See examples below showing interoperability with `scikit-learn`. A more detailed example in the [documentation](https://docs.microsoft.com/en-us/nimbusml/tutorials/b_c-sentiment-analysis-3-combining-nimbusml-and-scikit-learn) shows how to use a `nimbusml` component in a `scikit-learn` pipeline, and create a pipeline using only `nimbusml` components.

`nimbusml` supports `numpy.ndarray`, `scipy.sparse_cst`, and `pandas.DataFrame` as inputs. In addition, `nimbusml` also supports streaming from files without loading the dataset into memory with `FileDataStream`, which allows training on data significantly exceeding memory.

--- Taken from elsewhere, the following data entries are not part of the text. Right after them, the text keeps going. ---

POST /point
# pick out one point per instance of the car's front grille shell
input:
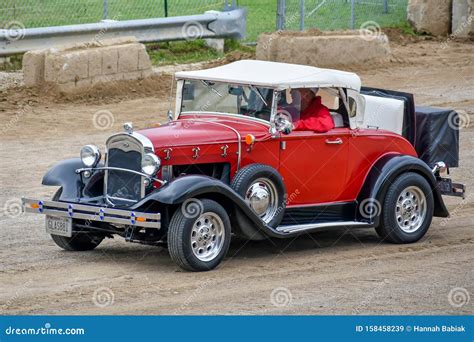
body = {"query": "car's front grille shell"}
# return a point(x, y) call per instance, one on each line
point(124, 152)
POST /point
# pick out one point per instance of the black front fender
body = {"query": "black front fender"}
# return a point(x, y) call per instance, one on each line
point(389, 167)
point(182, 188)
point(64, 174)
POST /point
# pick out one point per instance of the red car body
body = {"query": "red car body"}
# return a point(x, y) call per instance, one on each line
point(338, 171)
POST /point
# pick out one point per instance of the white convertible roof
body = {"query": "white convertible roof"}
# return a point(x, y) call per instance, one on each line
point(275, 75)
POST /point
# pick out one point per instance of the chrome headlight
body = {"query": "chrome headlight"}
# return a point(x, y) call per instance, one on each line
point(90, 155)
point(150, 164)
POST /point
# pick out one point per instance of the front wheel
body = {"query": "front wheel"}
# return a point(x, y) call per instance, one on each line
point(199, 235)
point(407, 209)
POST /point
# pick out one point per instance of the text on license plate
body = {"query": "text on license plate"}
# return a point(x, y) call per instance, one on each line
point(59, 225)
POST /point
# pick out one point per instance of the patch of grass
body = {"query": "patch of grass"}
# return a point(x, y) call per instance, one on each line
point(406, 28)
point(190, 51)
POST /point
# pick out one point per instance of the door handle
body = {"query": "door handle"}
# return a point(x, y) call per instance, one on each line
point(337, 141)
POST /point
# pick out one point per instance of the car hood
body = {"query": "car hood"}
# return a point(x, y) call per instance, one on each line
point(189, 130)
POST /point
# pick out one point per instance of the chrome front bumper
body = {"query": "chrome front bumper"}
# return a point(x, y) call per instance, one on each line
point(92, 213)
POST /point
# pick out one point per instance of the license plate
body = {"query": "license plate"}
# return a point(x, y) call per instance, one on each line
point(59, 225)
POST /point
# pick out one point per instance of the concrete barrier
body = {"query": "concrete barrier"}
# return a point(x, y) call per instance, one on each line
point(328, 49)
point(463, 19)
point(430, 16)
point(77, 67)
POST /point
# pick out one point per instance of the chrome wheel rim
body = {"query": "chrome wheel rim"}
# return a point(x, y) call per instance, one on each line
point(262, 197)
point(410, 211)
point(207, 236)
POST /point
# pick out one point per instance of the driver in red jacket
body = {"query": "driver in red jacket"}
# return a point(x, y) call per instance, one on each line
point(314, 116)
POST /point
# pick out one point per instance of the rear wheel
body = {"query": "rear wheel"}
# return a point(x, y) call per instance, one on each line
point(78, 241)
point(198, 240)
point(407, 210)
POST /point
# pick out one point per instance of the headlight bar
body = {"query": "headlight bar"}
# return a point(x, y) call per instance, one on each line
point(162, 182)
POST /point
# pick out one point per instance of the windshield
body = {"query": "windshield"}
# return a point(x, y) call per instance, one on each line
point(210, 97)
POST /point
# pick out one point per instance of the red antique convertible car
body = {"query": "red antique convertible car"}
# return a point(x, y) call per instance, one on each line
point(229, 163)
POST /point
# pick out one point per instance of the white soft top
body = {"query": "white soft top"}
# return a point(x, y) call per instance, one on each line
point(275, 75)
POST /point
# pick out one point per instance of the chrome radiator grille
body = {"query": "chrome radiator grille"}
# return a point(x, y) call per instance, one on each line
point(125, 152)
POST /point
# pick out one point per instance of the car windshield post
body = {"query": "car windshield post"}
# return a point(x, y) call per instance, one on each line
point(276, 96)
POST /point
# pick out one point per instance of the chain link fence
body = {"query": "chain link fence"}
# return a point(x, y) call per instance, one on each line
point(339, 14)
point(271, 15)
point(263, 15)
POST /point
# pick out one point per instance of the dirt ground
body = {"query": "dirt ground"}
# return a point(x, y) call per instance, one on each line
point(330, 272)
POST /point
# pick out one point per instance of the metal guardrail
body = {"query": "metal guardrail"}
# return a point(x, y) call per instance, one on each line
point(211, 24)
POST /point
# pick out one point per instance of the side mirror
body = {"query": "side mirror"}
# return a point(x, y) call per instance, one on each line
point(284, 122)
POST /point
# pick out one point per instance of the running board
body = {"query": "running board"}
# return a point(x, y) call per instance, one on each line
point(310, 226)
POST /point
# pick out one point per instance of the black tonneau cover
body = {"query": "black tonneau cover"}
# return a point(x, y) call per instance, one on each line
point(409, 124)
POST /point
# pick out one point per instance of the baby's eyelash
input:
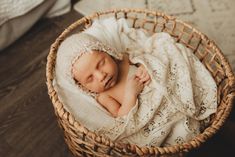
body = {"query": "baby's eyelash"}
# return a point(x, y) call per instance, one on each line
point(102, 62)
point(89, 79)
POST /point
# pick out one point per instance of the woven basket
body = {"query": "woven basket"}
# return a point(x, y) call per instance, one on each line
point(83, 142)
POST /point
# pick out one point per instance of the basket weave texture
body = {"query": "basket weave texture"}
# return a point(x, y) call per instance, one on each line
point(83, 142)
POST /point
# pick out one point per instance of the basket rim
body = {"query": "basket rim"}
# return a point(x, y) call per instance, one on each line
point(185, 147)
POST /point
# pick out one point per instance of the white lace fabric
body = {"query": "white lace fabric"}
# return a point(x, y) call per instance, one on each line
point(171, 107)
point(169, 110)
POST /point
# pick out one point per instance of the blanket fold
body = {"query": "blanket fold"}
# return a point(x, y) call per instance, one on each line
point(170, 109)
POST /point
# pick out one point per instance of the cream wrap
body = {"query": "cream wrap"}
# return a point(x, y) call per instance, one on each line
point(172, 109)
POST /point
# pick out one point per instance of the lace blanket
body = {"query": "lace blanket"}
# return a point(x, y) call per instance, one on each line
point(171, 109)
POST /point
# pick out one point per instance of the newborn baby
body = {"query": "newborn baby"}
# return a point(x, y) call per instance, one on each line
point(98, 72)
point(163, 101)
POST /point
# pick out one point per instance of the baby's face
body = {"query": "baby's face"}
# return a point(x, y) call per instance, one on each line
point(96, 71)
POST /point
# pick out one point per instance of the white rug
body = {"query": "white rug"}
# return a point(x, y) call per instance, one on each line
point(215, 18)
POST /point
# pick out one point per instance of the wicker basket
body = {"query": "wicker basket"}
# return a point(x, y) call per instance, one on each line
point(83, 142)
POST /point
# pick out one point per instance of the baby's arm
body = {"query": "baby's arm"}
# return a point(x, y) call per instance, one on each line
point(133, 87)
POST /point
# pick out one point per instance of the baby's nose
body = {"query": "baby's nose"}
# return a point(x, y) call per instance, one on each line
point(100, 75)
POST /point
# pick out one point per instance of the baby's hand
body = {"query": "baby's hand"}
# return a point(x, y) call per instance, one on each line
point(142, 74)
point(133, 86)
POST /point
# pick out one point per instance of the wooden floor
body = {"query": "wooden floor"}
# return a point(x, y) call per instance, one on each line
point(28, 126)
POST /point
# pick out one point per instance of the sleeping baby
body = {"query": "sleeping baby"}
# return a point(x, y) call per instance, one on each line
point(98, 72)
point(154, 89)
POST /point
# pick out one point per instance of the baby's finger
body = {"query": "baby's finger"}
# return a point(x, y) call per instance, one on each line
point(147, 82)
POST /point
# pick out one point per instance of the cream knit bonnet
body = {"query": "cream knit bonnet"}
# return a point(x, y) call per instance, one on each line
point(72, 48)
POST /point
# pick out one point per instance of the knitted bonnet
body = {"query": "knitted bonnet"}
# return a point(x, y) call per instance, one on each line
point(72, 48)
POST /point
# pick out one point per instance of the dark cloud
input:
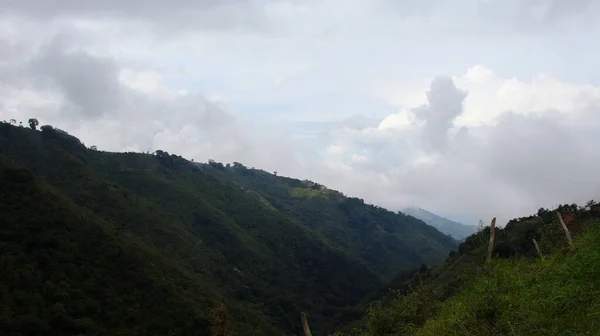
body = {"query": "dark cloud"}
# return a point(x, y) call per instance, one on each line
point(90, 83)
point(444, 104)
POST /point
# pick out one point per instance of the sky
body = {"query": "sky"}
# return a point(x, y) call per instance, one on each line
point(472, 109)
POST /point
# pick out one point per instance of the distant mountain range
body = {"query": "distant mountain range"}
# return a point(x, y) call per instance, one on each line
point(456, 230)
point(101, 243)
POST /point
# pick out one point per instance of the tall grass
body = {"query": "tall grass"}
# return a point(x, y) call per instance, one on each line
point(559, 295)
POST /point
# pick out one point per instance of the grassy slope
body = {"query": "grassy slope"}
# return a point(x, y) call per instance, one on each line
point(515, 295)
point(193, 233)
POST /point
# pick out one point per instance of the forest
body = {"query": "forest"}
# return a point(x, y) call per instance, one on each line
point(102, 243)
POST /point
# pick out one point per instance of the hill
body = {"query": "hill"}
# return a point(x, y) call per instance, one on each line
point(516, 293)
point(103, 243)
point(456, 230)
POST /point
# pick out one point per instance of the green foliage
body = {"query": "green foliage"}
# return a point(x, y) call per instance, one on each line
point(521, 297)
point(514, 295)
point(127, 243)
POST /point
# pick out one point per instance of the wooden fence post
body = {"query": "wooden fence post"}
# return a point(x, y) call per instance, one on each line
point(492, 238)
point(305, 325)
point(537, 248)
point(567, 233)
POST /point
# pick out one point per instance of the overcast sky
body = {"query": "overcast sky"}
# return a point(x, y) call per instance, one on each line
point(468, 108)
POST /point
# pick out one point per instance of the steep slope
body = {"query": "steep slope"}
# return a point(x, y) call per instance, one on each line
point(456, 230)
point(386, 242)
point(517, 293)
point(197, 235)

Documentation can be found [here](https://docs.microsoft.com/en-us/NimbusML/overview) and additional notebook samples can be found [here](https://github.com/Microsoft/NimbusML-Samples).

## Installation

`nimbusml` runs on Windows, Linux, and macOS.

`nimbusml` requires Python **2.7**, **3.5**, **3.6**, **3.7** 64 bit version only.

Install `nimbusml` using `pip` with:

```
pip install nimbusml
```

`nimbusml` has been reported to work on Windows 10, MacOS 10.13, Ubuntu 14.04, Ubuntu 16.04, Ubuntu 18.04, CentOS 7, and RHEL 7.

## Examples

Here is an example of how to train a model to predict sentiment from text samples (based on [this](https://github.com/dotnet/machinelearning/blob/master/README.md) ML.NET example). The full code for this example is [here](https://github.com/Microsoft/NimbusML-Samples/blob/master/samples/2.1%20%5BText%5D%20Sentiment%20Analysis%201%20-%20Data%20Loading%20with%20Pandas.ipynb).

```python
from nimbusml import Pipeline, FileDataStream
from nimbusml.datasets import get_dataset
from nimbusml.ensemble import FastTreesBinaryClassifier
from nimbusml.feature_extraction.text import NGramFeaturizer

train_file = get_dataset('gen_twittertrain').as_filepath()
test_file = get_dataset('gen_twittertest').as_filepath()

train_data = FileDataStream.read_csv(train_file, sep='\t')
test_data = FileDataStream.read_csv(test_file, sep='\t')

pipeline = Pipeline([ # nimbusml pipeline
NGramFeaturizer(columns={'Features': ['Text']}),
FastTreesBinaryClassifier(feature=['Features'], label='Label')
])

# fit and predict
pipeline.fit(train_data)
results = pipeline.predict(test_data)
```

Instead of creating an `nimbusml` pipeline, you can also integrate components into scikit-learn pipelines:

```python
from sklearn.pipeline import Pipeline
from nimbusml.datasets import get_dataset
from nimbusml.ensemble import FastTreesBinaryClassifier
from sklearn.feature_extraction.text import TfidfVectorizer
import pandas as pd

train_file = get_dataset('gen_twittertrain').as_filepath()
test_file = get_dataset('gen_twittertest').as_filepath()

train_data = pd.read_csv(train_file, sep='\t')
test_data = pd.read_csv(test_file, sep='\t')

pipeline = Pipeline([ # sklearn pipeline
('tfidf', TfidfVectorizer()), # sklearn transform
('clf', FastTreesBinaryClassifier()) # nimbusml learner
])

# fit and predict
pipeline.fit(train_data["Text"], train_data["Label"])
results = pipeline.predict(test_data["Text"])
```

Many additional examples and tutorials can be found in the [documentation](https://docs.microsoft.com/en-us/NimbusML/overview).

## Building

To build `nimbusml` from source please visit our [developer guide](docs/developers/developer-guide.md).

## Contributing

The contributions guide can be found [here](CONTRIBUTING.md).

## Support

If you have an idea for a new feature or encounter a problem, please open an [issue](https://github.com/Microsoft/NimbusML/issues/new) in this repository or ask your question on Stack Overflow.

## License

NimbusML is licensed under the [MIT license](LICENSE).